The SEC’s complaint alleges that Dawn Bennett, the the former host of the radio show “Financial Myth Busting with Dawn Bennett,” and DJB Holdings LLC raised more than $20 million by selling notes issued by the company, a Washington, D.C., luxury sports apparel firm.
According to the complaint, Bennett exaggerated the safety of the notes and success of her firm, touting it as a profitable business able to pay annual returns as high as 15%.
While Bennett said investor funds would be used for corporate purposes, she spent some on personal expenses and used other funds to repay earlier investors, a hallmark of a Ponzi scheme.
According to the complaint, Bennett took steps to conceal and continue the alleged scheme, including lying to regulators about the note sales, repaying investors with loans she obtained by inflating her net worth, and replacing existing convertible notes with sham promissory notes.
The SEC seeks a permanent injunction, disgorgement plus interest, and penalties.
In a parallel case, the U.S. Attorney’s Office for the District of Maryland unsealed criminal charges against Bennett.
SEC Charges Broker With Bilking Elderly Customers
The SEC charged Leon Vaccarelli, a Connecticut-based broker representative and investment advisor, and his company with fraudulently persuading several elderly customers to invest with him.
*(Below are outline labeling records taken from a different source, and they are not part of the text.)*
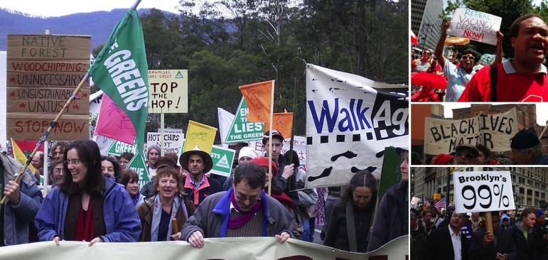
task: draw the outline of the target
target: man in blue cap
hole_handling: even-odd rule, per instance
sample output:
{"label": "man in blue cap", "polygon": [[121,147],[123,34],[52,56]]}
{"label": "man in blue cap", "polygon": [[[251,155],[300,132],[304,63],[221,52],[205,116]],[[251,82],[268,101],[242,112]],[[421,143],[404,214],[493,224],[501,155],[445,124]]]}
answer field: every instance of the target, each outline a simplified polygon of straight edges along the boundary
{"label": "man in blue cap", "polygon": [[542,154],[542,145],[534,131],[520,130],[510,141],[510,158],[516,164],[548,165],[548,155]]}

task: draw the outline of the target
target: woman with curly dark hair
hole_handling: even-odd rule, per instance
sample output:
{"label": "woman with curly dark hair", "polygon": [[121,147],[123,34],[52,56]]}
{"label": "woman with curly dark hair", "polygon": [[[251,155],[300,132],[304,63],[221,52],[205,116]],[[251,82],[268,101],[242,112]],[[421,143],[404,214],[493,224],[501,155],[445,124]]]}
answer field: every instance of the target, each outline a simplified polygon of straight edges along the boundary
{"label": "woman with curly dark hair", "polygon": [[333,206],[323,245],[365,253],[373,224],[377,180],[368,170],[356,173]]}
He then spent their money on his own living and business expenses, according to the SEC.
The SEC’s complaint alleges that instead of investing the customers’ money in such things as conventional brokerage accounts and so-called separately managed accounts as promised, Vaccarelli deposited customer funds into his personal and business bank accounts.
He allegedly commingled the funds with his own money and used them for his own purposes, and in some instances he used customer funds to pay returns to earlier investors.
According to the SEC’s complaint, Vaccarelli asked one customer to sign an agreement that she would not provide certain information to the Financial Industry Regulatory Authority or the SEC.
Vaccarelli allegedly sold more than $450,000 in securities that were held in trust for the care and maintenance of a beneficiary and used some of the proceeds to pay business and personal expenses.
The SEC alleges that Vaccarelli defrauded clients of more than $1 million, and the agency is seeking an asset freeze against Vaccarelli, individually and doing business as Lux Financial Services, and his company, LWLVACC, LLC.
The complaint seeks disgorgement of ill-gotten gains plus interest, penalties and permanent injunctive relief.